- Country of origin: United Kingdom
- Original language: English

Original release
- Release: 1994 – 1998

= The Net (British TV series) =

British TV series

The Net is a TV series made by Illuminations for the BBC and shown from 1994 to 1998. It ran for four series, beginning with a premiere episode broadcast on BBC2 on 13 April 1994, produced by Stephen Arkell, edited by John Wyver, and with reportage by Rajan Datar and Susan Rae, a discussion of audio design for games by Thomas Dolby, and a 5-minute segment with IT expert Davey Winder explaining how to dial into Internet services of the time like Compuserve and CIX.

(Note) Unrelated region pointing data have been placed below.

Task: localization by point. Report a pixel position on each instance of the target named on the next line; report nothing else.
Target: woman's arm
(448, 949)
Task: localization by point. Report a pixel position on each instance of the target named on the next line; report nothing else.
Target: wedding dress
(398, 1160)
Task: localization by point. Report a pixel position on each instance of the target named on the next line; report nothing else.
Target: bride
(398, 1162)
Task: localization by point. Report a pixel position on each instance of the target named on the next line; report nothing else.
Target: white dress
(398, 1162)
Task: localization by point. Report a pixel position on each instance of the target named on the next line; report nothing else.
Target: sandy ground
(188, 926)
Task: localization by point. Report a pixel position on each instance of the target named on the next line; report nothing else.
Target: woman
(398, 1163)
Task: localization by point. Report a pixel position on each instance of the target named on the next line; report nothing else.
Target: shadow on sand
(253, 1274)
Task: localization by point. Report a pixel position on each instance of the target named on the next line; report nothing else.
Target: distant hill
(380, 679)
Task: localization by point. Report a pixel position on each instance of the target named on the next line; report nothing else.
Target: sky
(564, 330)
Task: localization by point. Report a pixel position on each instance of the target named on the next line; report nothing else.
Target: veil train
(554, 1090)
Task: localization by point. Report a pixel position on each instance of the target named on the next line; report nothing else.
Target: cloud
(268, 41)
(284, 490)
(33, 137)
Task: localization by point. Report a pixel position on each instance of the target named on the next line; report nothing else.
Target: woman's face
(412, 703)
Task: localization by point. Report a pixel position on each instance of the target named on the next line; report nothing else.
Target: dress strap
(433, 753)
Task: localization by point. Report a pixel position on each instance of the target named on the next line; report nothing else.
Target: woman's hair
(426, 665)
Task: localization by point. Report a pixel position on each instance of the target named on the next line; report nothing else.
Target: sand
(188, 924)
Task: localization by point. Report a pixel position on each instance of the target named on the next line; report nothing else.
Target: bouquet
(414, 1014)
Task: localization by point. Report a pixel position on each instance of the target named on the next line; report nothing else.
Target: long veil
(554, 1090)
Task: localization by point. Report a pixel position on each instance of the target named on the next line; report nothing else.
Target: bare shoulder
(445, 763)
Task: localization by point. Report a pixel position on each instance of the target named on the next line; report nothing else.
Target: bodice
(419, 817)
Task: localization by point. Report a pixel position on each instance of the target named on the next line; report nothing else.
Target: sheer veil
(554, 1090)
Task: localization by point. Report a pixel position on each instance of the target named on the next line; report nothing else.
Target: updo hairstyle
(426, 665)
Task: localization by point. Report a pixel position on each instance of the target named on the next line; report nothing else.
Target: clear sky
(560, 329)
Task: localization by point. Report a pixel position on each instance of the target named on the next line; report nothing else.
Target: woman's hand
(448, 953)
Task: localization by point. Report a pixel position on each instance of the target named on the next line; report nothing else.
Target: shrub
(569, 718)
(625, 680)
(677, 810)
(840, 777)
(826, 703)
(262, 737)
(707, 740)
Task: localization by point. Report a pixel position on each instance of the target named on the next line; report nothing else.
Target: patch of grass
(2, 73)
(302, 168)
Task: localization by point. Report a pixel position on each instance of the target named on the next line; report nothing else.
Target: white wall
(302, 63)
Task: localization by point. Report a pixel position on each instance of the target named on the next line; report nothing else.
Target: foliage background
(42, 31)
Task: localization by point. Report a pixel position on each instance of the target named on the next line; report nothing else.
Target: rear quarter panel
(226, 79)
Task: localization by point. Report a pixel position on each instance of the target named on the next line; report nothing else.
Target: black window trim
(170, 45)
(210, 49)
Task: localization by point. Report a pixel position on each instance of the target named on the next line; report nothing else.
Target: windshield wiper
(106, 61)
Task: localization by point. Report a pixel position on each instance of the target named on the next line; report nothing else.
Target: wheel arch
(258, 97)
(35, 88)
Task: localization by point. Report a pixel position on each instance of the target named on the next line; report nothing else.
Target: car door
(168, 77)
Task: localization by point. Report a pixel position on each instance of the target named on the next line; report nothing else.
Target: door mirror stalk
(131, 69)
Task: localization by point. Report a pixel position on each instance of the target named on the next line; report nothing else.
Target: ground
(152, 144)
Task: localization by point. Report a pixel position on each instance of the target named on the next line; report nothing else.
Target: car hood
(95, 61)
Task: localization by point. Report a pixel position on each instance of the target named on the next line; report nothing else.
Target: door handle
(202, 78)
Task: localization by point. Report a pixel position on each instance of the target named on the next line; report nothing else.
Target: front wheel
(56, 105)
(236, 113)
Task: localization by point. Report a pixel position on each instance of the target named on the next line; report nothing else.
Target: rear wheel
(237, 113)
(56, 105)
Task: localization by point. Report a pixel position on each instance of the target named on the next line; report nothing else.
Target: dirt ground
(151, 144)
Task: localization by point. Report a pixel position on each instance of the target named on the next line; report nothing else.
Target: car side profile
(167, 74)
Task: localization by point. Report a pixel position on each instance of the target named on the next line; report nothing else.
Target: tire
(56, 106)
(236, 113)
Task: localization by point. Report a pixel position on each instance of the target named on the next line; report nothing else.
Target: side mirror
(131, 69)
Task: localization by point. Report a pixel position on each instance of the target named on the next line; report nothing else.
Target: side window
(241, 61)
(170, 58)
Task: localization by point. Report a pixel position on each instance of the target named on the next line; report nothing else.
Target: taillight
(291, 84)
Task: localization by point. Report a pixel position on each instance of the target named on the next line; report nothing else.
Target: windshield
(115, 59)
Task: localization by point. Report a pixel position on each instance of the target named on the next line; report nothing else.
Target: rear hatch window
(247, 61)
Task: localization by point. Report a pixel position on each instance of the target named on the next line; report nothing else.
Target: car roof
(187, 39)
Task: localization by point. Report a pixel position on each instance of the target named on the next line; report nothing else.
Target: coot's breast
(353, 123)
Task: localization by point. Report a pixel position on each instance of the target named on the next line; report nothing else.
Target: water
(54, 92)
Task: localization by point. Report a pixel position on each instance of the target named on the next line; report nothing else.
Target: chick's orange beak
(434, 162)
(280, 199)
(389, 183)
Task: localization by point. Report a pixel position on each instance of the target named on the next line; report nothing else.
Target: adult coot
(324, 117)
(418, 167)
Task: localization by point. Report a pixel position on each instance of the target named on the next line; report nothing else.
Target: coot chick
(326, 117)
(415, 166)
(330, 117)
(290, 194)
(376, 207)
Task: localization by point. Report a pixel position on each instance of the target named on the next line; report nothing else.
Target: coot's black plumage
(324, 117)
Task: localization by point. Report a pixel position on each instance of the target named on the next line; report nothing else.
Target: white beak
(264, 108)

The focus of the programme was primarily the Internet explosion of the time, though it also dealt with other emerging technologies and series one had a computer games review section. The series was responsible for one of the BBC's earliest efforts at establishing an online presence, when the BBC Networking Club launched a website to coincide with the first episode and a BBS named "Auntie" later in 1994.

Following viewer complaints, the games review was dropped for series two – which began on 15 May 1995 – and replaced with a Hotlist segment. It was felt that games reviews were already well catered for by other programmes, such as Channel 4's GamesMaster and that they did not really fit into The Net.

The third series began on 13 January 1997 with episode run-time extended from thirty to forty minutes.

The final series started on 2 March 1998 in which Net Guide replaced the Hotlist segment.